Decoding Speaker-Normalized Pitch from EEG for Mandarin Perception
Jiaxin Chen, Yiming Wang, Ziyu Zhang, Jiayang Han, Yin-Long Liu, Rui Feng, Xiuyuan Liang, Zhen-Hua Ling, Jiahong Yuan
TL;DR
This work tackles how the brain encodes Mandarin pitch without being tied to individual speakers’ pitch ranges by decoding $F_0$ contours from EEG. It introduces CE-ViViT, a multi-branch architecture combining Convolutional Embedding with ScConv and DANE, and a ViViT-based two-stage Feature Encoder to map EEG to pitch contours, trained with a mean-squared-error objective.

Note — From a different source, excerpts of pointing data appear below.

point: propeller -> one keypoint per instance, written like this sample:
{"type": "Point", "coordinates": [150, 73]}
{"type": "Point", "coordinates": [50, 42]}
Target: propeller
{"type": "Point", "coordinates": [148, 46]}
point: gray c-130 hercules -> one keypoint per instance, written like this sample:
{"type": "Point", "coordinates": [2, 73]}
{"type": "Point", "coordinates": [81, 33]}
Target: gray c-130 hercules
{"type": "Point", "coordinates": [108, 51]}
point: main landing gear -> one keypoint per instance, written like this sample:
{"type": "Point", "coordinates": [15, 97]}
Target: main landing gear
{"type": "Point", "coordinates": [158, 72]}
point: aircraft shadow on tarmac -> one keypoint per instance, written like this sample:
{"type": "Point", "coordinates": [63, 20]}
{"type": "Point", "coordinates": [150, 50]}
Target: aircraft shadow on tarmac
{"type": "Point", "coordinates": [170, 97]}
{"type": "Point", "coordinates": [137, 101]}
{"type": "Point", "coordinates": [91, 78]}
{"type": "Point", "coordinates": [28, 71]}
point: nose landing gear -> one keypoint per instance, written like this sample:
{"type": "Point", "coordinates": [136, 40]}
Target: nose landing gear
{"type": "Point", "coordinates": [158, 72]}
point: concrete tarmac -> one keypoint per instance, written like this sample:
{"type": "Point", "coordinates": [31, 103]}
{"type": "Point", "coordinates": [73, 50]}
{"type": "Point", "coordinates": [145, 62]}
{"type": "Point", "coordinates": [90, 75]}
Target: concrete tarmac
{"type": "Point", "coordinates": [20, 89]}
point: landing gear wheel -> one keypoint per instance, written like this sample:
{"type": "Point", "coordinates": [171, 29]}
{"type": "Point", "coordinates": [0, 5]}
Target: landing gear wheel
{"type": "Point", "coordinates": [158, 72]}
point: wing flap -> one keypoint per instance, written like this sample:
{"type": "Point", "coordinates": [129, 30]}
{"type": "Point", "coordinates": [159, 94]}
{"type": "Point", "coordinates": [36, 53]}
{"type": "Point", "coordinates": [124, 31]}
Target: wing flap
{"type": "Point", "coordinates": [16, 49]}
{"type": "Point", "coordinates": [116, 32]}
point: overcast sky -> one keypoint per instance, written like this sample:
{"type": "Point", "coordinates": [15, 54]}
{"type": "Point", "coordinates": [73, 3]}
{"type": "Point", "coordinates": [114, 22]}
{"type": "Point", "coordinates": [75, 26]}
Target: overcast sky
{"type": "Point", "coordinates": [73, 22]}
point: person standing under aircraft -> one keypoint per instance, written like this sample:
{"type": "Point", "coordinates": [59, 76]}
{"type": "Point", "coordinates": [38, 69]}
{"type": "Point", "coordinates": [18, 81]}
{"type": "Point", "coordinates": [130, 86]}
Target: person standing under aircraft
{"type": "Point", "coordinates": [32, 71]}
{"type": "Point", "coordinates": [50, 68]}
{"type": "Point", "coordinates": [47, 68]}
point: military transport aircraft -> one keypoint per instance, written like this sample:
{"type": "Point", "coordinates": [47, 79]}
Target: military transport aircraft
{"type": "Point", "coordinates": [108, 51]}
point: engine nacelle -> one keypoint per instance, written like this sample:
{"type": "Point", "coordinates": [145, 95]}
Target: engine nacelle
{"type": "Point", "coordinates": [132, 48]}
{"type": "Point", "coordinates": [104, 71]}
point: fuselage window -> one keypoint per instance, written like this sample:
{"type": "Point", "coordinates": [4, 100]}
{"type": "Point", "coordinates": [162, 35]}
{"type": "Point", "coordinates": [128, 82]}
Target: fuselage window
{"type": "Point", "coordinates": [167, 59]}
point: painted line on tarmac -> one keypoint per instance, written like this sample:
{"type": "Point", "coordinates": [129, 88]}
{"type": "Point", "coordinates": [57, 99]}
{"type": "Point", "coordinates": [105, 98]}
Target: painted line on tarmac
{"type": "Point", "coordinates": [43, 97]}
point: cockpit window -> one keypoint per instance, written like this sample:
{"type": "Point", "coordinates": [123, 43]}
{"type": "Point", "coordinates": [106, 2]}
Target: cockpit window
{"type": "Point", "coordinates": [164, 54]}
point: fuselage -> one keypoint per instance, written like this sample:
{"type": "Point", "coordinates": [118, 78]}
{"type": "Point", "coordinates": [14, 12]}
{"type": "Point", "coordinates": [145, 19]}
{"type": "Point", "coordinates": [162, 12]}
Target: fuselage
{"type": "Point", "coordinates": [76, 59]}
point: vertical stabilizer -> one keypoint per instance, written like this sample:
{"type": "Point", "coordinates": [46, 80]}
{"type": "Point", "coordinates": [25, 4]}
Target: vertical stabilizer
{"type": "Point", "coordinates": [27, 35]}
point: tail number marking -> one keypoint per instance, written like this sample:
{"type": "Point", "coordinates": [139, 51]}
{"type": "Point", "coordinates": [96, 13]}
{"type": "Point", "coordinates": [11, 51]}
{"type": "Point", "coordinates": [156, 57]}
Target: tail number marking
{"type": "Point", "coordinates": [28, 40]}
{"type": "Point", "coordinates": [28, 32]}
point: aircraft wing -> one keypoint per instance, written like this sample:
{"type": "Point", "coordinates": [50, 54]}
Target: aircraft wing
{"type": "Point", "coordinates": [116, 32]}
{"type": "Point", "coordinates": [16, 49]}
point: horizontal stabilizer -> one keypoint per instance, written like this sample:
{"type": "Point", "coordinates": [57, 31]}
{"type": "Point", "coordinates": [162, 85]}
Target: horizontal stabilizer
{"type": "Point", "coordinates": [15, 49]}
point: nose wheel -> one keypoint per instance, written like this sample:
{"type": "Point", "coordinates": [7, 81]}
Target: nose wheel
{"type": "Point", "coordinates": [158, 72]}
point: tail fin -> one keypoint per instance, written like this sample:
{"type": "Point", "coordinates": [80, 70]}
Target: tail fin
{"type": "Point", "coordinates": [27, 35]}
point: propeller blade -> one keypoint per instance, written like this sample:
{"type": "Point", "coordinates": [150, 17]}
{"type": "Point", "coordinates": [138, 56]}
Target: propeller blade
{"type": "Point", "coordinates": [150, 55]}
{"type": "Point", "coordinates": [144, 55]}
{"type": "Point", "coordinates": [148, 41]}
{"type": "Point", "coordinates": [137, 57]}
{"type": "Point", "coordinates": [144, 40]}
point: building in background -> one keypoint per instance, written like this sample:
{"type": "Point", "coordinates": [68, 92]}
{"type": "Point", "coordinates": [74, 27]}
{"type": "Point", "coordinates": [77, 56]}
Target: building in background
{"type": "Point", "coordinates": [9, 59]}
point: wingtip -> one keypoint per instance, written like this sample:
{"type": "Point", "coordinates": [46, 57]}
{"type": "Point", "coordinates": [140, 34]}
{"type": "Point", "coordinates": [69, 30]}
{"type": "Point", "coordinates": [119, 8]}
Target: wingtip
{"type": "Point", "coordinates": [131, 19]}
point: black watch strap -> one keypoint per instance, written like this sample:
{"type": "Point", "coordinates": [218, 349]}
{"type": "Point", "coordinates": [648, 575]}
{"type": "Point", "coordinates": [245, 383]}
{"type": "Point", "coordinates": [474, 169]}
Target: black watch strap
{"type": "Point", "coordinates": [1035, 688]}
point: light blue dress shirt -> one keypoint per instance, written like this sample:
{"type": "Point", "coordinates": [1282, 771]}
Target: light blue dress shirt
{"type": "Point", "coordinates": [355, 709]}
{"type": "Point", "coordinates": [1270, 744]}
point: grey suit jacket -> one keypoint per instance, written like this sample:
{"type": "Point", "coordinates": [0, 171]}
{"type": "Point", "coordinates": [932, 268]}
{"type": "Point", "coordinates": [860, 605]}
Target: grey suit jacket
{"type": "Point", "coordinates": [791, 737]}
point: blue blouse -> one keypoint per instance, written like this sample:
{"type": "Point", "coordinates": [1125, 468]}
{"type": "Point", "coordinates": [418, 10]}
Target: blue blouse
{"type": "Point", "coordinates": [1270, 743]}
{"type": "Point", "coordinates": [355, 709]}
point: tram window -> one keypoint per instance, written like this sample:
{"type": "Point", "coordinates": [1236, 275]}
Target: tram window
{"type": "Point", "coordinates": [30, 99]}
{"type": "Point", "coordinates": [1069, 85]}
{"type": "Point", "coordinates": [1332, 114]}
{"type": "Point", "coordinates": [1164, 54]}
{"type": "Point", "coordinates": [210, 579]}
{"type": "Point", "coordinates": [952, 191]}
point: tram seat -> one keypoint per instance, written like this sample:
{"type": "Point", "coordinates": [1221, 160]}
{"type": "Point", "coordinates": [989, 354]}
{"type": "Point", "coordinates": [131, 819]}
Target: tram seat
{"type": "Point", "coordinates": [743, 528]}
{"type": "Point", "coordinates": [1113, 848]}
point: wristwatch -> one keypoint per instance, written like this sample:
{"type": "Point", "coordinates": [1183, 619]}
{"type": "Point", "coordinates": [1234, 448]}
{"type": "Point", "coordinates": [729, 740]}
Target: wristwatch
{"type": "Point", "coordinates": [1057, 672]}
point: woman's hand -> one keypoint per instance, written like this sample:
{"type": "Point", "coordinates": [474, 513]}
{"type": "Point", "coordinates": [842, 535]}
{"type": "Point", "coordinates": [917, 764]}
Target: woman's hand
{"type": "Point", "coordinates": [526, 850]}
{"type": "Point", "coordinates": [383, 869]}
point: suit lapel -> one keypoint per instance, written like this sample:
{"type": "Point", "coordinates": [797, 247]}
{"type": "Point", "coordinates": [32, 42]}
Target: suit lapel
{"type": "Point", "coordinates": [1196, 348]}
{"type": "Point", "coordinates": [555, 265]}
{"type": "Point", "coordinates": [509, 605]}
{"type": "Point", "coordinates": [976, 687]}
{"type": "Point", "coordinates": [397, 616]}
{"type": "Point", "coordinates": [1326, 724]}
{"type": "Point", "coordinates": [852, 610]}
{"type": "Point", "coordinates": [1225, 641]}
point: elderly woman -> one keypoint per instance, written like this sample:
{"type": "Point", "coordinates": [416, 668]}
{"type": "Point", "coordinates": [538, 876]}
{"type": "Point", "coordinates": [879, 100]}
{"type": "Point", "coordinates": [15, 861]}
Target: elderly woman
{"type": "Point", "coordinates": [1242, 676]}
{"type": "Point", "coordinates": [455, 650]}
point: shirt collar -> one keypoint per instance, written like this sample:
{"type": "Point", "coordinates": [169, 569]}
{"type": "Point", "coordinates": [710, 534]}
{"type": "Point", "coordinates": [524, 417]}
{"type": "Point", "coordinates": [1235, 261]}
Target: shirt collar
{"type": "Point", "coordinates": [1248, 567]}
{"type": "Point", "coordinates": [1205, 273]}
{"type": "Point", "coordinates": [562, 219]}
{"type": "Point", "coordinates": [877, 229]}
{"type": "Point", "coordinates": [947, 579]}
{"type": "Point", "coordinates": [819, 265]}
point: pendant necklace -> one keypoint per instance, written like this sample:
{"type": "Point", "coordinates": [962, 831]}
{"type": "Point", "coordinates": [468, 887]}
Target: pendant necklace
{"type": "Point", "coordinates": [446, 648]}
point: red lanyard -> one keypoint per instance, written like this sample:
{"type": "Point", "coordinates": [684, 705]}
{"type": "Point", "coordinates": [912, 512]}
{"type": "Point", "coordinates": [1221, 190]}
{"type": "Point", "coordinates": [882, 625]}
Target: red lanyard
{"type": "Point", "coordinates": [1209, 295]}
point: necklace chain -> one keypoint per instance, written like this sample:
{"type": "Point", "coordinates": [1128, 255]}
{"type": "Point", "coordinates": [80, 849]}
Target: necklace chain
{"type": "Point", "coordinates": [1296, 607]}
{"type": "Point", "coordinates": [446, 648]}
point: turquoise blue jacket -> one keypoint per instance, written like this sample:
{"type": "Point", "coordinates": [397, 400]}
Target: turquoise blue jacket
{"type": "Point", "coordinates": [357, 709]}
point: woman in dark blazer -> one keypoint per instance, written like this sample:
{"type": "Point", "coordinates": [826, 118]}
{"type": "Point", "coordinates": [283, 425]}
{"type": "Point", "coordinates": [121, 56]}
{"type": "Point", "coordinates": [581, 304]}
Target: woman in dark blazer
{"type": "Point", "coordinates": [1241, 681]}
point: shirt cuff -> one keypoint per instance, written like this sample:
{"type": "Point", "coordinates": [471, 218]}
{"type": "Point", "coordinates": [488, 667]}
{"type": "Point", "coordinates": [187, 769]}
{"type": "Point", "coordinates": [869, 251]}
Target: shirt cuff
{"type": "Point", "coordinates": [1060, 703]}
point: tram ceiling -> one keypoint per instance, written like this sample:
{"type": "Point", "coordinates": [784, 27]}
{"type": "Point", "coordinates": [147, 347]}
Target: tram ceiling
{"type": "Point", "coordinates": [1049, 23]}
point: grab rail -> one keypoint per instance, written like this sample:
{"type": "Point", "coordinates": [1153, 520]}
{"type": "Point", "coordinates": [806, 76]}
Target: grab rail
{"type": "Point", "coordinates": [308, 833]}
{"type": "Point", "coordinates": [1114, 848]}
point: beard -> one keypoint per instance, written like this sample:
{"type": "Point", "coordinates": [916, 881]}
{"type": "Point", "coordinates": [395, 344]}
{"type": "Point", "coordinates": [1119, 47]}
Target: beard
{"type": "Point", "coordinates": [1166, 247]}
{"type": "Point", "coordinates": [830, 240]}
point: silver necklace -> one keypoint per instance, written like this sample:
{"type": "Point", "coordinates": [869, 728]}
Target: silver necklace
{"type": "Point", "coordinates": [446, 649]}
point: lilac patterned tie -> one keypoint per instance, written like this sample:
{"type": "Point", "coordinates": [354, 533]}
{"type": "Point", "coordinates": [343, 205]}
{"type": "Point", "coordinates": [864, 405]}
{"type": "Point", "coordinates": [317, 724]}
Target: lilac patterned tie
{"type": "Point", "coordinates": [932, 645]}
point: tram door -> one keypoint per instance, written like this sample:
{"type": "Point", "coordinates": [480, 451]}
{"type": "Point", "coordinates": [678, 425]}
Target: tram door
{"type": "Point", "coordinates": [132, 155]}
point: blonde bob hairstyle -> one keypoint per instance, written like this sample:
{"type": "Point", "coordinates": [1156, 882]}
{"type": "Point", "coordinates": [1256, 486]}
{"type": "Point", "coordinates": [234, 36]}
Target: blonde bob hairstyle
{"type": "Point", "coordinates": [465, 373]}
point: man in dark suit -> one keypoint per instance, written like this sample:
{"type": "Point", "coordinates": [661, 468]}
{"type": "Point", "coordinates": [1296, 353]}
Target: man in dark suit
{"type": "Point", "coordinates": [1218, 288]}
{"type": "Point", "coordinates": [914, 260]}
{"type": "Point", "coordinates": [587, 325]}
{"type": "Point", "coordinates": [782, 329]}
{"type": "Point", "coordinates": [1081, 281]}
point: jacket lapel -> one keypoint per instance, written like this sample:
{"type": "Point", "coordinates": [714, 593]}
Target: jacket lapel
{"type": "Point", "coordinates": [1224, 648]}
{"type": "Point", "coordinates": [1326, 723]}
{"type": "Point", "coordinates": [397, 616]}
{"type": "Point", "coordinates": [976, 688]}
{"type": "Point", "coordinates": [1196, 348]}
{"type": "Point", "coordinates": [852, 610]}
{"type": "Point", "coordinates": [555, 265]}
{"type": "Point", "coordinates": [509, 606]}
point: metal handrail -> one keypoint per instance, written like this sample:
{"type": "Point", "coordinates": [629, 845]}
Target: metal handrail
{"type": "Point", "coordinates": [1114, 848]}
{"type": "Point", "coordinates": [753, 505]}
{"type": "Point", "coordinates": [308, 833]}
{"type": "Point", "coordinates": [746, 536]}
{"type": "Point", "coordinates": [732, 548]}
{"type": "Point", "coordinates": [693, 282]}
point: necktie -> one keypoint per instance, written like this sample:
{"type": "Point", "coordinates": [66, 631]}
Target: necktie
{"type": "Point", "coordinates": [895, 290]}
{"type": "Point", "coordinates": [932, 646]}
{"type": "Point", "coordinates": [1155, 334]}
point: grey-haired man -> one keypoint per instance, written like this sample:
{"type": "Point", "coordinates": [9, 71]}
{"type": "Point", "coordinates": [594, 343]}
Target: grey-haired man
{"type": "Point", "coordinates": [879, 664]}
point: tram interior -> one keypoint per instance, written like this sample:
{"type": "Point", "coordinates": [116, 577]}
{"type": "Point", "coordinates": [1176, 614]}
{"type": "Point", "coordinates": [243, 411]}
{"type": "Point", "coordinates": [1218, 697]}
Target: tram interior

Experiments on monosyllabic Mandarin stimuli show that speaker-normalized pitch contours are decoded more accurately in multi-speaker data, supporting the idea that neural pitch perception emphasizes relative pitch at the phoneme level; single-speaker data show no such advantage. The approach achieves performance comparable to state-of-the-art EEG-based regression methods, and the ablation study highlights the importance of temporal information and the embedding components for effective pitch reconstruction.
Abstract
The same speech content produced by different speakers exhibits significant differences in pitch contour, yet listeners' semantic perception remains unaffected. This phenomenon may stem from the brain's perception of pitch contours being independent of individual speakers' pitch ranges. In this work, we recorded electroencephalogram (EEG) while participants listened to Mandarin monosyllables with varying tones, phonemes, and speakers. The CE-ViViT model is proposed to decode raw or speaker-normalized pitch contours directly from EEG. Experimental results demonstrate that the proposed model can decode pitch contours with modest errors, achieving performance comparable to state-of-the-art EEG regression methods. Moreover, speaker-normalized pitch contours were decoded more accurately, supporting the neural encoding of relative pitch.